NAC market accelerating
Over the past year, the growth of the NAC market has accelerated dramatically as key vendors have clarified their plans. High-profile vendors such as Cisco Systems and Microsoft offer their own proprietary standards. Cisco’s Network Admission Control (NAC) checks endpoints as they enter the network, using switches and routers to enforce compliance with security policies. Microsoft’s Network Access Protection (NAP), yet to be released, while using the DHCP server as one of the primary enforcement mechanisms, suffers from significant challenges to remediate issues and render a device compliant. Optimal functioning of Cisco NAC or MS NAP occurs in a homogeneous Cisco network or for networks and devices running on a Microsoft OS, respectively.

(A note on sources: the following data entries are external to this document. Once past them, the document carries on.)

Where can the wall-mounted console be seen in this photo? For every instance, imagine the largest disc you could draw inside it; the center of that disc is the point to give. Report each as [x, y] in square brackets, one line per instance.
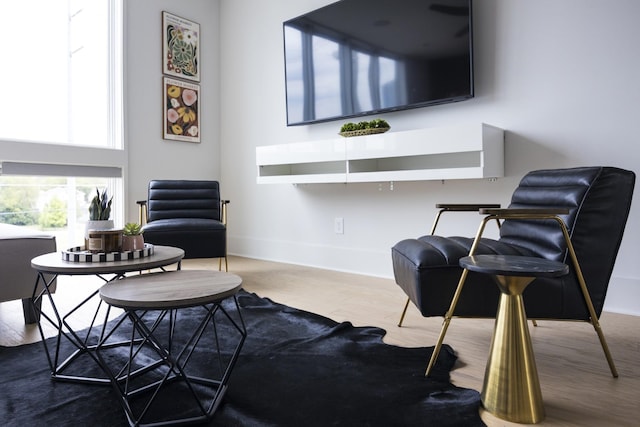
[456, 152]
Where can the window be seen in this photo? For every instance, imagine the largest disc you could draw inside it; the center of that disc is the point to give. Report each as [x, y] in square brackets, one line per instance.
[62, 112]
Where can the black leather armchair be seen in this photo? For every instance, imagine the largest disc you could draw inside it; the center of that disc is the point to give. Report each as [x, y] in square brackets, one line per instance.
[186, 214]
[591, 203]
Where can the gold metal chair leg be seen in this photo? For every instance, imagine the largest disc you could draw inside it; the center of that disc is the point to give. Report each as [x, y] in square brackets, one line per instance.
[587, 299]
[445, 323]
[454, 301]
[404, 312]
[226, 264]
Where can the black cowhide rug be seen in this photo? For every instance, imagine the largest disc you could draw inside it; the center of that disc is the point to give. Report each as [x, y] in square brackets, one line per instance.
[296, 369]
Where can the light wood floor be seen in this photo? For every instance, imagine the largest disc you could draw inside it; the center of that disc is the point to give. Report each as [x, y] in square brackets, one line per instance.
[577, 387]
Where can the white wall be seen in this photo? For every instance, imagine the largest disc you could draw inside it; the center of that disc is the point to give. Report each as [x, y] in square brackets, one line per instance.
[560, 77]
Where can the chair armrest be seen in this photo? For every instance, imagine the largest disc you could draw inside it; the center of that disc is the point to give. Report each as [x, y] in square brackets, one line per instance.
[532, 213]
[461, 207]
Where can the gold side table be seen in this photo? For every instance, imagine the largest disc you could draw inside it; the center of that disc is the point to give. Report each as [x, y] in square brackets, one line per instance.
[511, 388]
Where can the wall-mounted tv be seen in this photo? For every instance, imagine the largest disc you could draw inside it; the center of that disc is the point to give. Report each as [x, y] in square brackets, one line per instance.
[360, 57]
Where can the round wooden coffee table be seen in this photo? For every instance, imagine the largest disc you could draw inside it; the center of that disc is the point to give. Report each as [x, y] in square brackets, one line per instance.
[151, 301]
[49, 267]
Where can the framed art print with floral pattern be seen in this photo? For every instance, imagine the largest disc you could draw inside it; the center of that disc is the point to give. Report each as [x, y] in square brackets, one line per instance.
[181, 110]
[180, 47]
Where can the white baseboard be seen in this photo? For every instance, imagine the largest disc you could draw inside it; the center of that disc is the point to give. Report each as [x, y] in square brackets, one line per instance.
[623, 295]
[363, 261]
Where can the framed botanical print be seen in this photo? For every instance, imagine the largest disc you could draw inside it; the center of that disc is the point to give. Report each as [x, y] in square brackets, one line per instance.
[181, 110]
[180, 47]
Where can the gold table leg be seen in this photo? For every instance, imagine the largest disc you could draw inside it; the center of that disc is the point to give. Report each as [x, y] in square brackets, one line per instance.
[511, 389]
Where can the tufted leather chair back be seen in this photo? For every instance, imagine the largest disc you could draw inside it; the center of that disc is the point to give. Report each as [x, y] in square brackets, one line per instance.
[183, 199]
[599, 200]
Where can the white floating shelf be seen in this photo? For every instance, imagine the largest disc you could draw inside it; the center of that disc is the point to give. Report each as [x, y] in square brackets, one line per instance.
[458, 152]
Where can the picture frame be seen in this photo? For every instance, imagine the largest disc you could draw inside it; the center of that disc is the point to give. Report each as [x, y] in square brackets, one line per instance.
[181, 110]
[180, 47]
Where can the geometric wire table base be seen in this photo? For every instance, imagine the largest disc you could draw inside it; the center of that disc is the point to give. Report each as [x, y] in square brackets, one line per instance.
[155, 378]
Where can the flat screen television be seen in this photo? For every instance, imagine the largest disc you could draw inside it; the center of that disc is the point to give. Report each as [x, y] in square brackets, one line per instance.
[361, 57]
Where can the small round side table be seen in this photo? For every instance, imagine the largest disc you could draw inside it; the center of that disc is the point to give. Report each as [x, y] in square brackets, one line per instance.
[511, 388]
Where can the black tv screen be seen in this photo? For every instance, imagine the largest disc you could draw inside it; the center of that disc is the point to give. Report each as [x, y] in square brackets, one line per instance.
[360, 57]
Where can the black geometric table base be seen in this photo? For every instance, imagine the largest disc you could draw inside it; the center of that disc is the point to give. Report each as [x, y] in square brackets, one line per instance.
[167, 375]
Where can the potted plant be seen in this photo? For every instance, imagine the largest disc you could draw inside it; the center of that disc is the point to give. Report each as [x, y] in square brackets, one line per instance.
[132, 239]
[99, 214]
[364, 128]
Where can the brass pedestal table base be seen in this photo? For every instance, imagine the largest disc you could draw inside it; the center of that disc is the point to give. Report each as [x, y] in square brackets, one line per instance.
[511, 388]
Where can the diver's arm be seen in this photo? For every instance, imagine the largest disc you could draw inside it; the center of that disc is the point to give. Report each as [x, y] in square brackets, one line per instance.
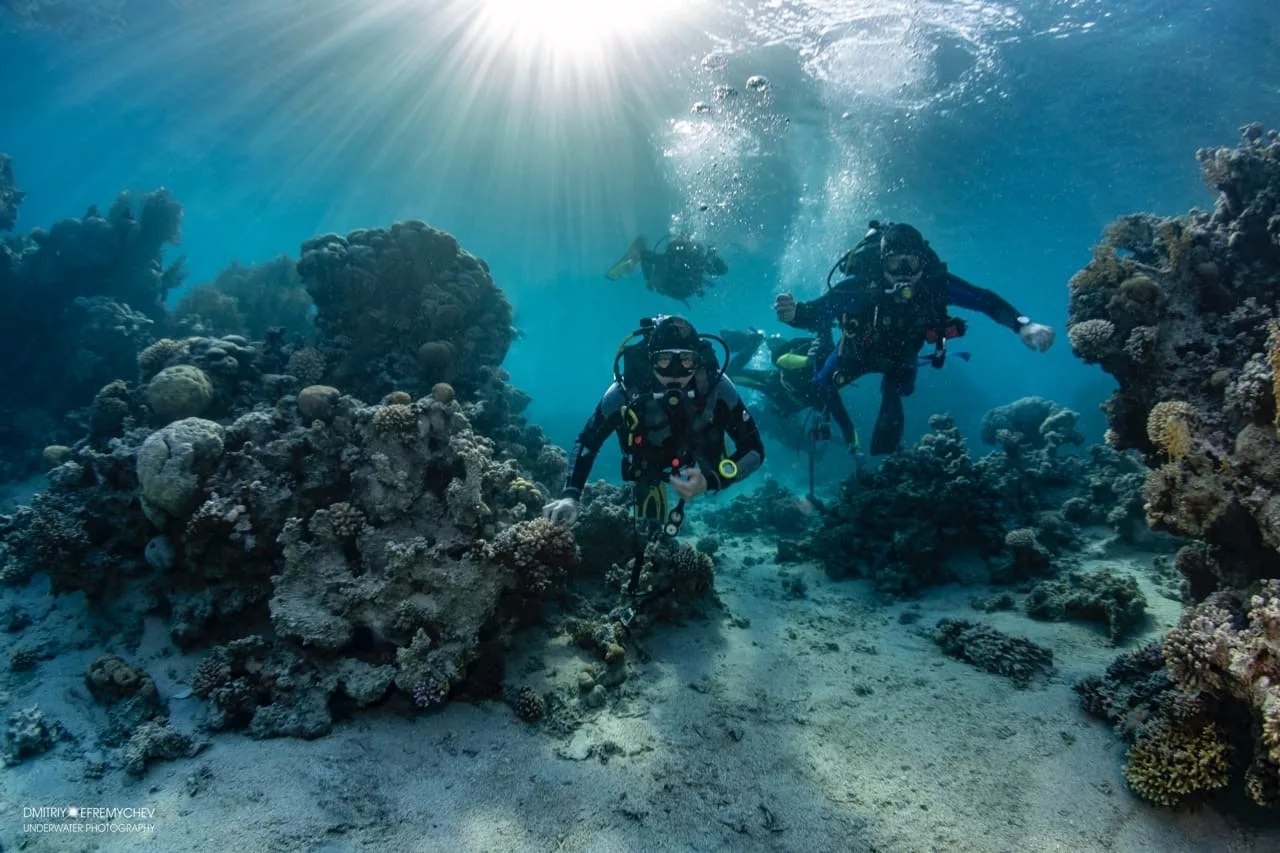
[978, 299]
[821, 313]
[732, 416]
[604, 420]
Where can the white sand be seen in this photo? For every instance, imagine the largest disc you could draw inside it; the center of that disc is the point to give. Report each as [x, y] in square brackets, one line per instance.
[812, 724]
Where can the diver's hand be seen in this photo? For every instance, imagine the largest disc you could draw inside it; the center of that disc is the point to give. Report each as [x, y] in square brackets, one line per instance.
[689, 483]
[785, 306]
[562, 512]
[1036, 336]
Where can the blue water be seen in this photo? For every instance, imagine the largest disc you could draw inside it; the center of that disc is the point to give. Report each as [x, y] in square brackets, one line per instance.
[1010, 133]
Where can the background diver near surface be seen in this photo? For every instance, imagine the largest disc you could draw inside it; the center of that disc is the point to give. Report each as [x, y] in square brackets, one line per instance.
[672, 407]
[789, 386]
[685, 267]
[894, 300]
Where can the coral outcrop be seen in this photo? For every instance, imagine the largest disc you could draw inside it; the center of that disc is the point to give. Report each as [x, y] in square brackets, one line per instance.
[77, 301]
[1016, 658]
[405, 308]
[1192, 301]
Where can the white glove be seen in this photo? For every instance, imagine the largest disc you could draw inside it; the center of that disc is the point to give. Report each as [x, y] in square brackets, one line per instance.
[1036, 336]
[689, 483]
[785, 306]
[562, 512]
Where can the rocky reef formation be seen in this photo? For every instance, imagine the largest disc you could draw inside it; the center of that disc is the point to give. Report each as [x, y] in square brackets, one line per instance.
[248, 301]
[1016, 658]
[77, 302]
[1016, 510]
[1182, 311]
[327, 552]
[405, 308]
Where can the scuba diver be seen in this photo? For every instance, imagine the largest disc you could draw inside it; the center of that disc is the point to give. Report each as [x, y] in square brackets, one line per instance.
[790, 386]
[684, 269]
[672, 407]
[894, 300]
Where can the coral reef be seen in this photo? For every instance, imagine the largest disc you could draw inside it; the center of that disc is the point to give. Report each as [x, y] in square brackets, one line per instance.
[28, 734]
[1166, 765]
[405, 308]
[248, 301]
[676, 579]
[1101, 597]
[77, 301]
[908, 524]
[604, 529]
[1191, 300]
[769, 509]
[155, 742]
[1016, 658]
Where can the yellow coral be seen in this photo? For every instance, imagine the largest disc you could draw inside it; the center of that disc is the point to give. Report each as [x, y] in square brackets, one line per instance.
[1169, 428]
[1166, 765]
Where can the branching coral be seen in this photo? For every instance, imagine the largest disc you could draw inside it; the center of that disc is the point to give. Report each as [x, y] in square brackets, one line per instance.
[539, 552]
[1169, 428]
[1165, 765]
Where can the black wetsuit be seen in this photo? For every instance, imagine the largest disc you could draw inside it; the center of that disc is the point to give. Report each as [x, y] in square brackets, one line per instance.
[693, 434]
[792, 389]
[883, 333]
[684, 269]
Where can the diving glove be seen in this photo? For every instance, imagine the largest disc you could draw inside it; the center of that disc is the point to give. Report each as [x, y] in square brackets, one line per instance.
[562, 512]
[1036, 336]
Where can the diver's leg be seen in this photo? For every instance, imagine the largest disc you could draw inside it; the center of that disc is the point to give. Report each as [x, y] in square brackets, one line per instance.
[839, 414]
[890, 423]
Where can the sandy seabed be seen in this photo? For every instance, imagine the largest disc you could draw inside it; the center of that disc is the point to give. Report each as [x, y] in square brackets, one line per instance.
[817, 723]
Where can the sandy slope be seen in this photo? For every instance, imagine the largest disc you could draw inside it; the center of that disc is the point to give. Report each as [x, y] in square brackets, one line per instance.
[785, 724]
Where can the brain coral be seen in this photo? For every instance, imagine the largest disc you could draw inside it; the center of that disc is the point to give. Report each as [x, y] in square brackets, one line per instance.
[181, 391]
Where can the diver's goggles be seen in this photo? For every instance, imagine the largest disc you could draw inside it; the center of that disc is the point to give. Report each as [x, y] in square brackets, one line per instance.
[903, 267]
[673, 360]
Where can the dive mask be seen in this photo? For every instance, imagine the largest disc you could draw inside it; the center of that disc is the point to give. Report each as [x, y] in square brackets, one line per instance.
[673, 363]
[903, 273]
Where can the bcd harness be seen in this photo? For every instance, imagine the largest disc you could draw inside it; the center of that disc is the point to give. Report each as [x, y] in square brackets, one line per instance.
[661, 436]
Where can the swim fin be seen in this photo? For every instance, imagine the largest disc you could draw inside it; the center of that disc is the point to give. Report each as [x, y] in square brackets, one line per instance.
[627, 261]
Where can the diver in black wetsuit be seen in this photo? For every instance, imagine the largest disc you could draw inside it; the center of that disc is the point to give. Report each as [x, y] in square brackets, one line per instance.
[671, 407]
[894, 300]
[790, 384]
[685, 267]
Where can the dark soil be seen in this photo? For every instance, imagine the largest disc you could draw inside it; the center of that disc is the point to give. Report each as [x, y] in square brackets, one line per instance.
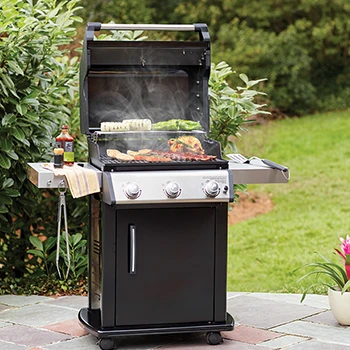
[249, 206]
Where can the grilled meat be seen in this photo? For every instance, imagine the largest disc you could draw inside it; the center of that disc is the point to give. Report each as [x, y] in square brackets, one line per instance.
[185, 144]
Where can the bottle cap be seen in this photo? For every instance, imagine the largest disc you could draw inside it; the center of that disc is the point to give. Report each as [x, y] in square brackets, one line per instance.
[58, 151]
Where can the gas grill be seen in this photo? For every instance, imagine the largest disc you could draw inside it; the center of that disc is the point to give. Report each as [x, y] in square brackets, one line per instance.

Cisco and Microsoft concern themselves with on-entry — pre-admission — NAC. While pre-admission checks are critical; devices can, of course, still become infected or hacked once on the network.
In order to keep a network secure, all network activity must be observed — pre- and post-admission. Appliance-based NAC combined with a DHCP appliance, as a turnkey solution, can be an appealing option for the scientific community as the combined solution enables cost-effective authentication of users and control of their access to network resources.
Independent NAC vendor Mirage Networks, has introduced patent-pending technology that analyzes network traffic patterns to discover infected or out-of-policy devices at all points on the network throughout their connection lifecycle. Interior network defense using this type of appliance can be integrated with a compatible DHCP appliance, such as BlueCat Networks’ Adonis. Adonis authenticates users using multiple methods and configures the endpoints for the network, integrating this information with the NAC appliance to ensure the delivery of a complete solution.
Since newer inadvertent, as well as malicious, threats will continue to populate the landscape, implementations of complete and forward-looking NAC strategies are key to continued scientific collaboration. For NAC to be a viable solution in the science or laboratory environment, organizations need to consider a NAC solution with a seamless approach for bringing a non-compliant device into compliance so it can gain access to the network. DHCP-based NAC provides an advantage through its ability to tie an identity to a network address and associate it to corporate policy. Identity information can then be used to make more intelligent NAC quarantine decisions and help secure the future of the e-Science transformation.